- Clinton will speak to the Economic Club of New York
- The global economic center is shifting east, she says
- The United States must build relations across the Pacific
The United States must position itself to lead in a world "where security is shaped in boardrooms and on trading floors -- as well as on battlefields," U.S. Secretary of State Hillary Clinton will say Friday in a major economics and foreign policy speech in New York.
Economic forces, Clinton will say, are transforming foreign policy realities around the globe.
"We have seen governments toppled by economic crisis," a text of the Secretary's remarks released by the State Department on the eve of the speech reads. "Revolutions born in a Tunisian marketplace have swept across an entire region. Europe faces its strongest test in a generation, thanks to recession and debt. And everywhere I travel, I see countries gaining influence not because of the size of their armies, but because of the growth of their economies."
Clinton will say she is updating U.S. foreign policy priorities to include economics "every step of the way," suggesting the United States should take a cue from the leaders of emerging powers like India and Brazil who put economics at the center of their foreign policies.
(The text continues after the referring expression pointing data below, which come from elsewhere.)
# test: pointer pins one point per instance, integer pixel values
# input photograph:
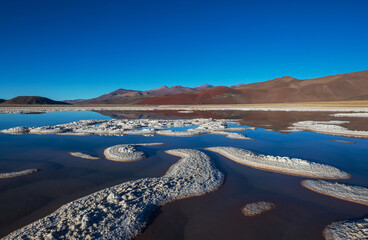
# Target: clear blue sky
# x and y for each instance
(71, 49)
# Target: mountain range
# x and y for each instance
(31, 100)
(123, 96)
(341, 87)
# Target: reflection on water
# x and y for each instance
(299, 213)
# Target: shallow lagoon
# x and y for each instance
(299, 213)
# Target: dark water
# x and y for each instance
(299, 213)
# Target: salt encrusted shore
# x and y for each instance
(256, 208)
(365, 114)
(146, 127)
(127, 152)
(356, 194)
(18, 174)
(254, 107)
(122, 211)
(347, 230)
(328, 127)
(83, 155)
(341, 141)
(285, 165)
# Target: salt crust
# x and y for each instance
(18, 174)
(122, 211)
(83, 155)
(350, 193)
(328, 127)
(256, 208)
(127, 152)
(365, 114)
(347, 230)
(285, 165)
(146, 127)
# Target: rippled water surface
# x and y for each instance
(299, 213)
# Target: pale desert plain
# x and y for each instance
(128, 172)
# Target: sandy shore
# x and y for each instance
(347, 106)
(83, 155)
(341, 191)
(122, 211)
(256, 208)
(347, 230)
(285, 165)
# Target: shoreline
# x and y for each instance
(344, 106)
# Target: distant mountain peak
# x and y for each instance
(203, 86)
(33, 100)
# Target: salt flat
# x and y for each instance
(122, 211)
(285, 165)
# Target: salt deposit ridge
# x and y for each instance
(252, 209)
(145, 127)
(347, 230)
(350, 193)
(350, 115)
(286, 165)
(328, 127)
(18, 174)
(127, 152)
(122, 211)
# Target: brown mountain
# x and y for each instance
(32, 100)
(341, 87)
(123, 96)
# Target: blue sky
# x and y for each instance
(81, 49)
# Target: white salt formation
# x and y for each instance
(365, 114)
(286, 165)
(144, 127)
(124, 153)
(256, 208)
(347, 230)
(122, 211)
(18, 174)
(350, 193)
(232, 135)
(328, 127)
(127, 152)
(83, 155)
(233, 107)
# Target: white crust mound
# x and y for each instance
(328, 127)
(18, 174)
(124, 153)
(122, 211)
(83, 155)
(350, 193)
(256, 208)
(350, 114)
(145, 127)
(347, 230)
(286, 165)
(16, 130)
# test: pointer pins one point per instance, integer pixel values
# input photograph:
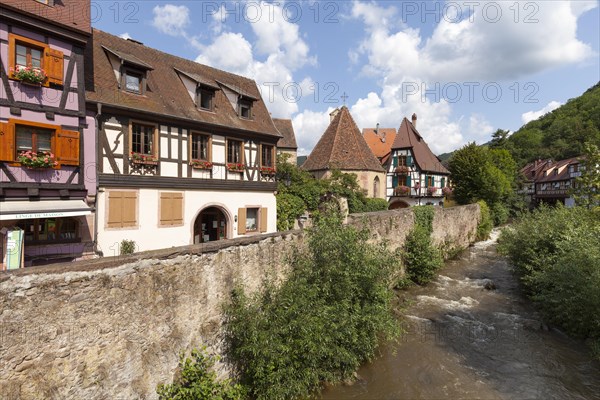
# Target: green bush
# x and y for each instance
(486, 222)
(127, 247)
(556, 252)
(420, 257)
(197, 381)
(322, 323)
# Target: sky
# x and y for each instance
(466, 68)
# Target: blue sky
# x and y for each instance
(465, 68)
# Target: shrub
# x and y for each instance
(127, 247)
(322, 323)
(485, 223)
(197, 381)
(420, 257)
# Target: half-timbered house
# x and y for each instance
(47, 157)
(415, 176)
(186, 152)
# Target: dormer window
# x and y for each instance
(245, 108)
(133, 81)
(205, 98)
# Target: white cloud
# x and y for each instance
(171, 20)
(533, 115)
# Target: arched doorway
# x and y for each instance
(210, 225)
(398, 204)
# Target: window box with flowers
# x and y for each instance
(235, 167)
(145, 159)
(40, 159)
(28, 75)
(401, 190)
(268, 171)
(401, 170)
(201, 164)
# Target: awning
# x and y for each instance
(10, 210)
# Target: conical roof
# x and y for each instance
(342, 147)
(409, 138)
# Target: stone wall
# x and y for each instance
(112, 328)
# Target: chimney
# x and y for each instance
(333, 114)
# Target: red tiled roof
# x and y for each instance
(342, 147)
(380, 141)
(166, 95)
(409, 138)
(284, 126)
(74, 14)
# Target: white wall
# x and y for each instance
(148, 235)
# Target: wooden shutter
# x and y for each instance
(171, 208)
(7, 142)
(241, 221)
(122, 209)
(263, 219)
(54, 66)
(115, 209)
(67, 147)
(129, 209)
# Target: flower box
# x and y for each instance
(40, 159)
(270, 171)
(235, 167)
(28, 75)
(401, 190)
(201, 164)
(145, 159)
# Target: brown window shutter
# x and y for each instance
(7, 142)
(241, 221)
(263, 219)
(54, 66)
(177, 208)
(115, 209)
(129, 209)
(67, 147)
"When their leaders approach a foreign policy challenge -- just as when they approach a domestic challenge -- one of the first questions they ask is, 'how will this affect our economic growth?'" the text of the speech says. "We need to be asking the same question -- not because the answer will dictate our foreign policy choices, but because it must be a significant part of the equation."
In the address before the Economic Club of New York, the fourth in a series of speeches Secretary Clinton is giving on economics and foreign policy, she will say the world's "strategic and economic center of gravity is shifting east" and the United States is focusing more on the Asia-Pacific region.
"One of America's great successes of the past century was to build a strong network of relationships and institutions across the Atlantic," she says. "One of our great projects in this century will be to do the same across the Pacific."
The United States should help other countries find economic solutions to strategic challenges, especially in the Middle East and North Africa, she says. "We need a sophisticated effort to integrate the region's economies, promote investment and assist in economic modernization. The Arab political Awakening must also be an economic awakening."
Clinton takes aim at Americans who would turn inward, arguing "you can't call 'time out' in the global economy. Our competitors aren't taking a time out, and neither can we."
Increasingly, the United States is focusing on "tracking and thwarting" the financiers of terrorism, using sanctions and other economic tools to cut repressive regimes off from insurance, banking and shipping, Clinton says.
Finally, Clinton says, the United States is "modernizing (its) agenda on trade, investment and commercial diplomacy to deliver jobs and growth for the American people."
But the United States cannot compete, she says, if it is frozen in domestic political fights.
"Washington has to end the culture of political brinksmanship -- which, I can tell you, is raising questions around the world about our leadership."